Randy Brubaker, the Register’s current managing editor, says the fact that Kauffman’s series could build on a paper trail that McGraw and Engel left helped give his stories the impact that their piece lacked. “We all write things that expose potential injustices,” Brubaker says, “but when news disappears from the front page, the urge for officials to act disappears.”
The Register deserves a LAUREL for hammering a forgotten story until the government finally did its job, but Brubaker’s statement underscores a significant problem in journalism. The fact that the tragedy of Atalissa was allowed to continue for thirty years after it was exposed is an indictment not just of government regulators but also of the media’s propensity to move relentlessly on to the next story, to fire a single bullet at massive, complex problems and consider the job done. This tendency is exacerbated in an era of shrinking newsroom resources and ambitions that erode an outlet’s institutional memory and make it even less likely that reporters will have the time and mandate to tackle these kinds of stories in the first place, let alone stick with them once they have. For that we bestow a DART, not to the Register but to the kind of ephemeral thinking and processes that infect newsrooms nationwide. We hope that this tale from Iowa—both cautionary and inspirational—prompts a thorough scouring of newspaper morgues everywhere. There are bound to be other Atalissas.

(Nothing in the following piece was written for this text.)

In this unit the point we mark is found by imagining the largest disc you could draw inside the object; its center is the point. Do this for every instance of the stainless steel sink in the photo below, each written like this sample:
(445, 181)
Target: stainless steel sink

Nice story, Alexandra. And thanks for giving Clark Kauffman a well-deserved laurel. His career is dotted with great work like this.
While your point about follow-up is well-taken, is it fair to lay this at the feet of a newsroom where very few folks likely remain from 30 years ago? I'd have to do some checking, but I suspect Randy Brubaker was in high school in 1979.
How about we inquire as to who was the editor, managing editor or state editor of the Register in 1979 and point the finger at them, shall we?
(Full disclosure: I was graphics editor of the Register from 1999 to 2003.)
#1 Posted by Charles Apple, CJR on Thu 25 Mar 2010 at 11:50 AM
Does anyone know what's happened to the mentally disabled workers? They're at the heart of this injustice, but I'm not seeing where they're in any better shape now.
#2 Posted by Bill G., CJR on Fri 26 Mar 2010 at 10:44 AM
30 years of exploiting people, and the fine was $900,000? I suspect they made a lot more off of this deal. If they actually want to prevent such exploitation, they need to have real fines, and jail sentences for the people who breached their duty to protect these men from exploitation.